I can’t say I’m impressed by the energy in Sulak’s versification here. She has padded for her sense of the rhythm and rhyme (“stands crying“ and “be good”) and lowered by a slight register the level of exasperation. But she has kept the sense and the movement of the story and used the verse to propel the story forward, wherein the mother threatens her bawling kid with the witch of the title and the father comes home at noon to find, in Sulak’s English,

Mama’s fallen by the door;
the child rises and falls on her breath.
As Papa lifts her from the floor
he sees the child — squeezed to death.

where “breath” is there for the English rhyme, the last line lilts a little much for my taste. My clumsy understanding of the Czech original reads more like “The mother lies there in a faint / the child is held to her breast / the mother can hardly get up / but the child is suffocated.”

However you read it, it’s a grim ending, and other flowers in this bouquet are no less dark. Without me having to underline it, you will already have noticed that mothers abound. There is a mother who learns a salutary lesson about true wealth in “The Treasure,” a murderous mother in “The Golden Spinning Wheel” and another one in “Lily,” a cautionary mother in “Water Sprite” (and her daughter is a mother, too), a metaphorical mother in “Willow,” an overly indulgent mother in “A Daughter’s Curse,” and finally the mother as Motherland in “The Prophetess.” Many of the poems echo ballads and folk tales we know from other parts of Europe. For instance, the singing “Golden Spinning Wheel” echoes distantly the “Twa Sisters” of English and Scandinavian song, and “Wedding Shirts” evokes the traditional demon lover. For illumination on this and other issues, the “Author’s Notes” at the end are not to be missed. They explain much without unnecessary erudition, locating the stories in their Indo-European, Slavic context.

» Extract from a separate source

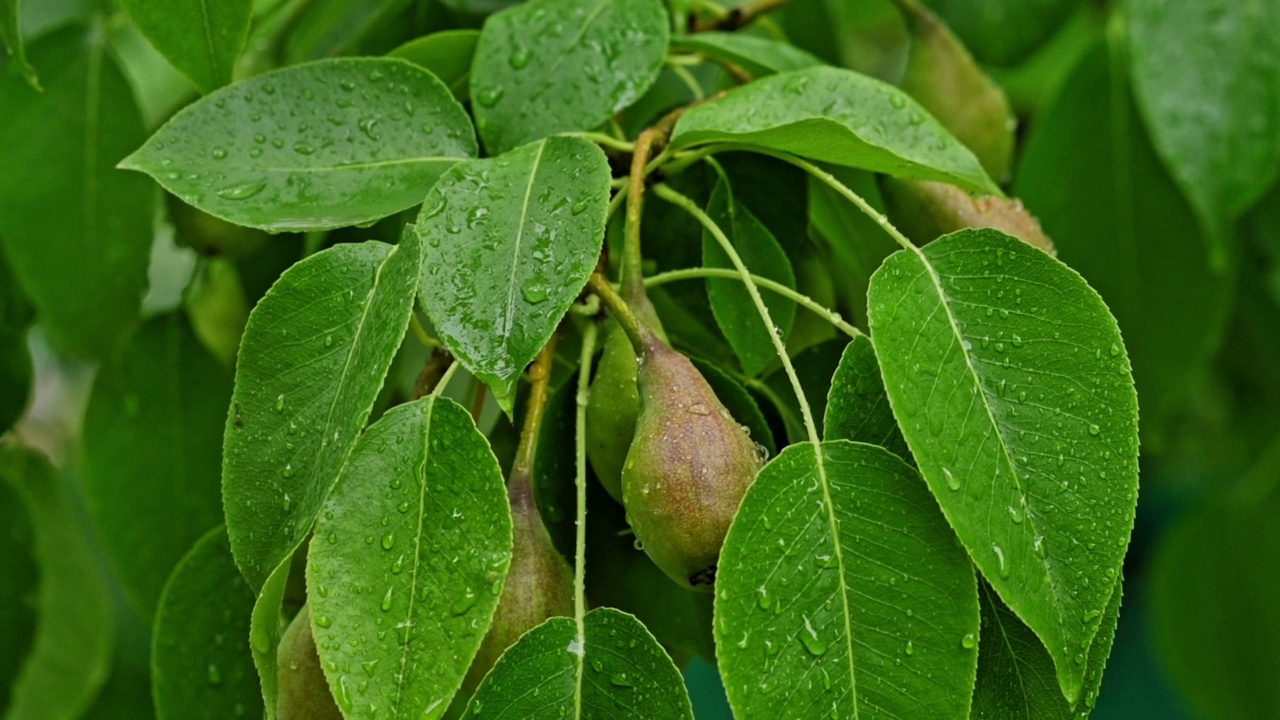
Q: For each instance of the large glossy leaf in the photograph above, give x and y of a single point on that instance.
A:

The book ends on a different note: an explicitly nationalistic, explicitly Czech “Prophetess” proclaims the restoration of a “hot heart” and a genuine head” to a land that has been disfigured by “egoism and fatuous superciliousness” (as the notes have it). All in all, A Bouquet‘s distinctive Central European flavor enriches our general store of European tales.

1 Comment

  1. Václav Pinkava on December 10, 2013 at 5:38 pm

    A useful review, whose observations I tend to share. I would recommend you read and compare the newly published translation of Erben’s Kytice by Susan Reynolds, which I find excellent.